On Fri, Jan 1, 2016 at 9:31 PM, Peter Brawley
<peter.braw...@earthlink.net> wrote:
> On 1/1/2016 19:24, Larry Martell wrote:
>>
>> On Fri, Jan 1, 2016 at 2:12 PM, Peter Brawley
>> <peter.braw...@earthlink.net> wrote:
>>>
>>> On 12/31/2015 0:51, Larry Martell wrote:
>>>>
>>>> I need to count the number of rows in a table that are grouped by a
>>>> list of columns, but I also need to exclude rows that have more then
>>>> some count when grouped by a different set of columns. Conceptually,
>>>> this is not hard, but I am having trouble doing this efficiently.
>>>>
>>>> My first counting query would be this:
>>>>
>>>> SELECT count(*)
>>>> FROM cst_rollup
>>>> GROUP BY target_name_id, ep, roiname, recipe_process,
>>>> recipe_product, recipe_layer, f_tag_bottom,
>>>> measname, recipe_id
>>>>
>>>> But from this count I need to subtract the count of rows that have
>>>> more then 50 rows with a different grouping:
>>>>
>>>> SELECT count(*)
>>>> FROM cst_rollup
>>>> GROUP BY target_name_id, ep, wafer_id
>>>> HAVING count(*) >= 50
>>>>
>>>> As you can see, the second query has wafer_id, but the first query does
>>>> not.
>>>>
>>>> Currently I am doing this in python, and it's slow.
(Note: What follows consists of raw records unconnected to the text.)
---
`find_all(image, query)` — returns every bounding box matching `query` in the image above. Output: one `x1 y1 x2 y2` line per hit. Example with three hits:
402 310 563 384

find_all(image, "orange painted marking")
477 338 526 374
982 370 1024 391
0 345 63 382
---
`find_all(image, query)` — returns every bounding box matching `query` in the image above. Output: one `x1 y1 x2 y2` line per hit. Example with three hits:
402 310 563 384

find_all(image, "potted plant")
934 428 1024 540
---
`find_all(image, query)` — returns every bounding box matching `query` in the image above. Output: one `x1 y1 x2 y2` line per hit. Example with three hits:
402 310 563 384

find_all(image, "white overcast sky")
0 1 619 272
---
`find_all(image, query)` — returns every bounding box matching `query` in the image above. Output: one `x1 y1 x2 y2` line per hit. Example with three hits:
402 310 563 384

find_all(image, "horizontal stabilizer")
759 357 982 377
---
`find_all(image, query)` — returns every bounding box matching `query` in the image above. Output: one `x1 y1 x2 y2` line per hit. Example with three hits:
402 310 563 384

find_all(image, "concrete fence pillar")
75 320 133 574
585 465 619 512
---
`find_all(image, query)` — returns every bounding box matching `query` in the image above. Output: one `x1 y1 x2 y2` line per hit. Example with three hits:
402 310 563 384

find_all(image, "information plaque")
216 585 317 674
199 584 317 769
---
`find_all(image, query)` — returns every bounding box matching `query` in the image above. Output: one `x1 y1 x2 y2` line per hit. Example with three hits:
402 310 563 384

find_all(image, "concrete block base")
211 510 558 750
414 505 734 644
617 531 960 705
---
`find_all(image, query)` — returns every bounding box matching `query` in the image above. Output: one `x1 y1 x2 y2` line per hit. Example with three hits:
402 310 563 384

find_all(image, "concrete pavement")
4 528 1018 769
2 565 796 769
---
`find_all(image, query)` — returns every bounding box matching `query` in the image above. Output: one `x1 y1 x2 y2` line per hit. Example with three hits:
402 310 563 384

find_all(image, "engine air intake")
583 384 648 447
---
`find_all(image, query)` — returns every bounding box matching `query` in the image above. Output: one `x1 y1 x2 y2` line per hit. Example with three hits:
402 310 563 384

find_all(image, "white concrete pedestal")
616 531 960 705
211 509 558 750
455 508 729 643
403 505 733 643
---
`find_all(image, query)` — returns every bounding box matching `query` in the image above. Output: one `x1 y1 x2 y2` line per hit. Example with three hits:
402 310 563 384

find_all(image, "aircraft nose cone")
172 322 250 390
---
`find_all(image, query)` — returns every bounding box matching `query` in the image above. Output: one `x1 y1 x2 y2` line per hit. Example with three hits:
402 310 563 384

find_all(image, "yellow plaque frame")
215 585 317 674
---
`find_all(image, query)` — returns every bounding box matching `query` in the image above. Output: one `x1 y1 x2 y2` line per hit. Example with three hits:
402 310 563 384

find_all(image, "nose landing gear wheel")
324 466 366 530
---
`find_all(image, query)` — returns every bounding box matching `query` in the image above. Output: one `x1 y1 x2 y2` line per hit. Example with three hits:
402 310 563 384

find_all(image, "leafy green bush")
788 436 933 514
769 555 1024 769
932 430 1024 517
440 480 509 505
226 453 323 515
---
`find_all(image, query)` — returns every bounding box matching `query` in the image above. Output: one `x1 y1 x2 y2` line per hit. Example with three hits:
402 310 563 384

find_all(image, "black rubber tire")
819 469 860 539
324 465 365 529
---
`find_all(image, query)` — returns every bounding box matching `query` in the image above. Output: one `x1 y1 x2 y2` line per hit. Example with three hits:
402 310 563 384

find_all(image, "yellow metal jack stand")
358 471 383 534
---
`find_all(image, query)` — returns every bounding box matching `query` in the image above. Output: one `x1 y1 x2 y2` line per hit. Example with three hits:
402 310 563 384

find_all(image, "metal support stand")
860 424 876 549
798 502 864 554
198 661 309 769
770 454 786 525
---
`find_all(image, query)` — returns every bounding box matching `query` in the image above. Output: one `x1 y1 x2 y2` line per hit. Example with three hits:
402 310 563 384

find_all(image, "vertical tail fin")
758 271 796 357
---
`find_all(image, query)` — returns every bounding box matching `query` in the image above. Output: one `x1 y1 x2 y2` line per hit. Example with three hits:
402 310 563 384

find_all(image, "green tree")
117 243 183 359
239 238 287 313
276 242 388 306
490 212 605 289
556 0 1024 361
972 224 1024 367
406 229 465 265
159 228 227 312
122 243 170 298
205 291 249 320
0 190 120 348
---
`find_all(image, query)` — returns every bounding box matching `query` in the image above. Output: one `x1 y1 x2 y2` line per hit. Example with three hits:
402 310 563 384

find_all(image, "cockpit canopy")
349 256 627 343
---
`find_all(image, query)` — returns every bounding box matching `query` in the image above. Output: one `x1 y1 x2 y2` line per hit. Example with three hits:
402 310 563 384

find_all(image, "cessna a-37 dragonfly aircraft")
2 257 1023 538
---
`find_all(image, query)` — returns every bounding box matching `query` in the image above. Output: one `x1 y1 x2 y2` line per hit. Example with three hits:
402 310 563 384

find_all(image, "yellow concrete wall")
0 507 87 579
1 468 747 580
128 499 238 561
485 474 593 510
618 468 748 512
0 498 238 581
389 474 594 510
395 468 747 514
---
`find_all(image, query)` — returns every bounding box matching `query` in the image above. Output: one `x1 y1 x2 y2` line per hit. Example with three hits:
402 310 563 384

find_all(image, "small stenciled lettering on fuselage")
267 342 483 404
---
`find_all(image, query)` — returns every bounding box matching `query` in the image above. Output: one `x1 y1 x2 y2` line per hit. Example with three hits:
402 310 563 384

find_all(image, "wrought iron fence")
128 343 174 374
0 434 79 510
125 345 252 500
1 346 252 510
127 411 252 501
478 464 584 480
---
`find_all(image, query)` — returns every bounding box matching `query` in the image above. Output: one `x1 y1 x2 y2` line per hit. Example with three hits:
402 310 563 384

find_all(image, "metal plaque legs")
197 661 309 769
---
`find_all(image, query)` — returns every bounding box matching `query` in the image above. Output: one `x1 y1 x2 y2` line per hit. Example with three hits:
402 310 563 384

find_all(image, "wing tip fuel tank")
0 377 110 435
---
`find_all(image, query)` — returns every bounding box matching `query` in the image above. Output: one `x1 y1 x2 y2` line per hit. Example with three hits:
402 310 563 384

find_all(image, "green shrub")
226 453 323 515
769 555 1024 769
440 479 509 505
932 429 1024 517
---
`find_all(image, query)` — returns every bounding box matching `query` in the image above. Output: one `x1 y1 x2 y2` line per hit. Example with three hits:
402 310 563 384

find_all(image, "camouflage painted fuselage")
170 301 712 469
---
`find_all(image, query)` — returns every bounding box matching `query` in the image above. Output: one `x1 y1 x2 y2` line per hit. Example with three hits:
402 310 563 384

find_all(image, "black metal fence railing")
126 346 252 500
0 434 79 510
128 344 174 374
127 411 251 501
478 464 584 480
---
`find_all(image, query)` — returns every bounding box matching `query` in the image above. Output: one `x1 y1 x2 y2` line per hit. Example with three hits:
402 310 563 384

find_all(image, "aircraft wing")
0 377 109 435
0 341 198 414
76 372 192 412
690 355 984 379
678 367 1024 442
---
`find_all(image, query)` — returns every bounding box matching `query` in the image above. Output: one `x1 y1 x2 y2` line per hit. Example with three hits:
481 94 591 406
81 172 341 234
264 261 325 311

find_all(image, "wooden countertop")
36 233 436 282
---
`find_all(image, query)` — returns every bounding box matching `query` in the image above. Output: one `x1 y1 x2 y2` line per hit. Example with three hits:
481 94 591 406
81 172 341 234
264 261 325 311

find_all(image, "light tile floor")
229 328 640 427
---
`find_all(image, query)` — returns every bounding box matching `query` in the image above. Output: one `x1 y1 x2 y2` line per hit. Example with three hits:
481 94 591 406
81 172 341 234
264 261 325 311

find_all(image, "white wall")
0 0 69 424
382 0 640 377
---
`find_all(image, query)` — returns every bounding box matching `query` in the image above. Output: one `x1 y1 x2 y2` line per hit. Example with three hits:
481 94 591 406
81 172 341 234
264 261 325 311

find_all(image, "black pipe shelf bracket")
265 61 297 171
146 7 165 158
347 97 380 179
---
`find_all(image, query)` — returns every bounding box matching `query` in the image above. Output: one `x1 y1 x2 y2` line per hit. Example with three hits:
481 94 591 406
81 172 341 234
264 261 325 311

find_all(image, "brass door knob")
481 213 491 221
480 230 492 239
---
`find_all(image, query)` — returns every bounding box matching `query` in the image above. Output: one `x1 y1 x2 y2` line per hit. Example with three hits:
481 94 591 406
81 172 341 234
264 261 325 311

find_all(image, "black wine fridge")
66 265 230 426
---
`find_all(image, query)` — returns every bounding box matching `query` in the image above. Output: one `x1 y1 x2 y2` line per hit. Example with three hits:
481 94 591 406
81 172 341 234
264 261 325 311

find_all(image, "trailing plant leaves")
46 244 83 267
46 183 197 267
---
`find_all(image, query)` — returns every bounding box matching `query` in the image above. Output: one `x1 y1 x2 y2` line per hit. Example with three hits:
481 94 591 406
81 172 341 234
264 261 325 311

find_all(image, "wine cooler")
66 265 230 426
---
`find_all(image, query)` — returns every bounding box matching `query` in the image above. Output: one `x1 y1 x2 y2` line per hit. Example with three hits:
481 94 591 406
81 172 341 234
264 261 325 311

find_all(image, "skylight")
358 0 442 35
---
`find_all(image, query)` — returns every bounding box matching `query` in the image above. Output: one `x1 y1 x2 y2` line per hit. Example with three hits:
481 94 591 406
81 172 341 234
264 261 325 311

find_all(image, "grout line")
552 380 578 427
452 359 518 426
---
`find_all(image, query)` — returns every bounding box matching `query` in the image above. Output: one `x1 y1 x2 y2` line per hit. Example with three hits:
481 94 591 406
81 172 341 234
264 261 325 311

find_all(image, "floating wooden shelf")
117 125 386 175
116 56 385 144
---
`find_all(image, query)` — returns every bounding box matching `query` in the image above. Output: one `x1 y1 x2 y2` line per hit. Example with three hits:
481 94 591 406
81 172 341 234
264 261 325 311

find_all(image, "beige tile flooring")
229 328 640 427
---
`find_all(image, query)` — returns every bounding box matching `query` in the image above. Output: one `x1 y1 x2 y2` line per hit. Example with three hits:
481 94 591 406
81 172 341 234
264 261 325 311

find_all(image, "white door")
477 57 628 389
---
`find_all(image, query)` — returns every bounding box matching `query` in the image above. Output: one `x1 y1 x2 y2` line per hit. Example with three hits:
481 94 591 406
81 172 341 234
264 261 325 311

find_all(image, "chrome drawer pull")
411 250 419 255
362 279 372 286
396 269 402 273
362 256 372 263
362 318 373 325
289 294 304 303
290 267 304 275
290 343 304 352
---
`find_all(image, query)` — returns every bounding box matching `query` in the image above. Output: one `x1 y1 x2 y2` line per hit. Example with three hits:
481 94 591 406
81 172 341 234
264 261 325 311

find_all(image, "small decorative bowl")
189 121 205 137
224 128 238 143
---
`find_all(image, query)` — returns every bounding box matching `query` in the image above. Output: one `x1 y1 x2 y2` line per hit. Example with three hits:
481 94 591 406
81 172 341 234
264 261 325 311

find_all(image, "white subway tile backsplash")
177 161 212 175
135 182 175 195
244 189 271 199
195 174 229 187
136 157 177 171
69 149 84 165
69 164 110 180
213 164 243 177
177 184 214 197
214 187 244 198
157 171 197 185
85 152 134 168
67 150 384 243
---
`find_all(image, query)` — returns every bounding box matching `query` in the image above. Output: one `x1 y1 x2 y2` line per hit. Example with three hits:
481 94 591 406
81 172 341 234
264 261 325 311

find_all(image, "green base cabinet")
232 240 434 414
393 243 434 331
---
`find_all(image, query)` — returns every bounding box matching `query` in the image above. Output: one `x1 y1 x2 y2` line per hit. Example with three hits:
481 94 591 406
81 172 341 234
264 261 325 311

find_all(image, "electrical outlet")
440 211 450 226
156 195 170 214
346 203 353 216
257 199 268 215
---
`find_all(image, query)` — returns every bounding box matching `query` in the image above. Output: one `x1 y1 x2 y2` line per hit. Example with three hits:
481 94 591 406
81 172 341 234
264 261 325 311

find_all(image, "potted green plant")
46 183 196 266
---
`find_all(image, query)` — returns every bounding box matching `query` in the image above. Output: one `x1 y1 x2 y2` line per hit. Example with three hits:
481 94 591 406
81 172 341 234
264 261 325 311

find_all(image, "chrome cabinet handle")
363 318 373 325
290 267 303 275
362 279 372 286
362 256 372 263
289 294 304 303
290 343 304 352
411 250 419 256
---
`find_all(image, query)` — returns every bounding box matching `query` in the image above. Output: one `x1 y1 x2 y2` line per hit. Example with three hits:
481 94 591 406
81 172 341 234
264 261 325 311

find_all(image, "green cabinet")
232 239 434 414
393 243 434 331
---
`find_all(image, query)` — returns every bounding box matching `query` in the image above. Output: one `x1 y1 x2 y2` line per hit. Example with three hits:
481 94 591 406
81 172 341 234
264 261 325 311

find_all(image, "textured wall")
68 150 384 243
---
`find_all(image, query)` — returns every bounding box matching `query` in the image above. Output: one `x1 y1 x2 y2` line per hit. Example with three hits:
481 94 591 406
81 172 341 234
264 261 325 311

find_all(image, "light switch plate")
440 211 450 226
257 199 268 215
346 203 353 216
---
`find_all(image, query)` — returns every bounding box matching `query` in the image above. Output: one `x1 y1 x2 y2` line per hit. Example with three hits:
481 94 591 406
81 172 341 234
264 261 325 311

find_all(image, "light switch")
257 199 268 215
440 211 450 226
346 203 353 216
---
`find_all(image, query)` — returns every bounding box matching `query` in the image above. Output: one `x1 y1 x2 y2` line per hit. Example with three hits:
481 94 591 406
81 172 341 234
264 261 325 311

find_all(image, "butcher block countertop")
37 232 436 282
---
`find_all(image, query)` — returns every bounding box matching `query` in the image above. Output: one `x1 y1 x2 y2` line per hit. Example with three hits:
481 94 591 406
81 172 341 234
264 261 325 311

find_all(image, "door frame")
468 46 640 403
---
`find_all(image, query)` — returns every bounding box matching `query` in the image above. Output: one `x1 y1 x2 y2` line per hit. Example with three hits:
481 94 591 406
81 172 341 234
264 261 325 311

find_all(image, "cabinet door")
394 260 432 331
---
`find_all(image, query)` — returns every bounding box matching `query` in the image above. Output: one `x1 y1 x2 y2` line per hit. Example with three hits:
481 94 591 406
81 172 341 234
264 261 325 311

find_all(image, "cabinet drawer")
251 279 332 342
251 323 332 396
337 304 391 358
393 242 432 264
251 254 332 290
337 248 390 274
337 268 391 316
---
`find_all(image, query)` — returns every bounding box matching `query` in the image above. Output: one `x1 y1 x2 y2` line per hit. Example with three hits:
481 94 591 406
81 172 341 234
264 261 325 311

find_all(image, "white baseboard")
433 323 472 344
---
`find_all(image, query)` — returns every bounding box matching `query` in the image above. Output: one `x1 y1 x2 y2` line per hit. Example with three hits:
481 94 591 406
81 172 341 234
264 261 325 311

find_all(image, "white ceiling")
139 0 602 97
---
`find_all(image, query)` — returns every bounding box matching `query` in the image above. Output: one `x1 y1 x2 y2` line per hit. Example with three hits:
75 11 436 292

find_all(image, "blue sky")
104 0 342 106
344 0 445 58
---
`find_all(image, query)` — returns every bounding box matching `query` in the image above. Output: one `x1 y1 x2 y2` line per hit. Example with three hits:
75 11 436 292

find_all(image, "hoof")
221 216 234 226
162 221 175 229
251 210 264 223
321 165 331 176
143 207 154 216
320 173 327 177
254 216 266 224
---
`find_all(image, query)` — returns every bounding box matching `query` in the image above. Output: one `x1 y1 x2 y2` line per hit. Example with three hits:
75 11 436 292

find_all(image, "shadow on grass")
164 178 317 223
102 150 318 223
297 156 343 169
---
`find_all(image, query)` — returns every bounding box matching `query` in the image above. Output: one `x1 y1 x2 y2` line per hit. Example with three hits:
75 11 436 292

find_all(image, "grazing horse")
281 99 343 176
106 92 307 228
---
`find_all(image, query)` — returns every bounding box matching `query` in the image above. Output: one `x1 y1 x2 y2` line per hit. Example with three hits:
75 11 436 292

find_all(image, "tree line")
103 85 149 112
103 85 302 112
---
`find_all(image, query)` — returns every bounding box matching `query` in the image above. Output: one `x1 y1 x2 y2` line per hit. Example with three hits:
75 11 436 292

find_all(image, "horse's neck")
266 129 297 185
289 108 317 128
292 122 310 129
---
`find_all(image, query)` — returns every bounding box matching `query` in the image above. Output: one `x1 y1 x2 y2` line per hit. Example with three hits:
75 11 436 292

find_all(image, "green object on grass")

In my current
>>>> implementation I have one query, and it selects the columns (i.e.
>>>> doesn't just count), and I have added wafer_id:
>>>>
>>>> SELECT target_name_id, ep, roiname, recipe_process,
>>>> recipe_product, recipe_layer, f_tag_bottom,
>>>> measname, recipe_id, wafer_id
>>>> FROM cst_rollup
>>>>
>>>> Then I go through the result set (which can be over 200k rows) and I
>>>> count the number of rows with matching (target_name_id, ep, wafer_id).
>>>> Then I go through the rows again and regroup them without wafer_id,
>>>> but skipping the rows that have more then 50 rows for that row's
>>>> (target_name_id, ep, wafer_id).
>>>>
>>>> Is this clear to everyone what I am trying to do?
>>>
>>>
>>> If I've understand this correctly, the resultset you wish to aggregate on
>>> is
>>> ...
>>>
>>> select target_name_id, ep, wafer_id
>>> from cst_rollup a
>>> left join (               -- exclude rows for which wafer_id count >= 50
>>>    select name_id, ep, wafer, count(*) n
>>>    from cst_rollup
>>>    group by target_name_id, ep, wafer_id
>>>    having n >= 50
>>> ) b using ( target_name_id, ep, wafer_id )
>>> where b.target_name is null ;
>>>
>>> If that's so, you could assemble that resultset in a temp table then run
>>> the
>>> desired aggregate query on it, or you could aggregate on it directly as a
>>> subquery.
>>
>> That query gives:
>>
>> ERROR 1137 (HY000): Can't reopen table: 'a'
>
>
> So, it's a temporary table, and you'll need to make that not so.

Yes, cst_rollup is a temp table. The underlying table is millions of
rows (with 300 columns) so for efficiency a subset of the rows and
columns are selected into the temp table based on some user input.
It's just the rows in the temp table that are of interest for the
current report.

I was able to get this working with a second temp table:

CREATE TEMPORARY TABLE rollup_exclude
SELECT target_name_id, ep, wafer_id, count(*) n
FROM cst_rollup
GROUP BY target_name_id, ep, wafer_id
HAVING n >= 50

And then:

SELECT count(*)
FROM cst_rollup
LEFT JOIN(
    SELECT target_name_id, ep, wafer_id
    FROM rollup_exclude) b
    USING (target_name_id, ep, wafer_id)
WHERE b.target_name_id IS NULL
GROUP by target_name_id, ep, roiname, recipe_process, recipe_product,
recipe_layer, f_tag_bottom, measname, recipe_id

And the rowcount from that query gave me what I needed.

Thanks very much for the help Peter, you gave me a push toward the right path.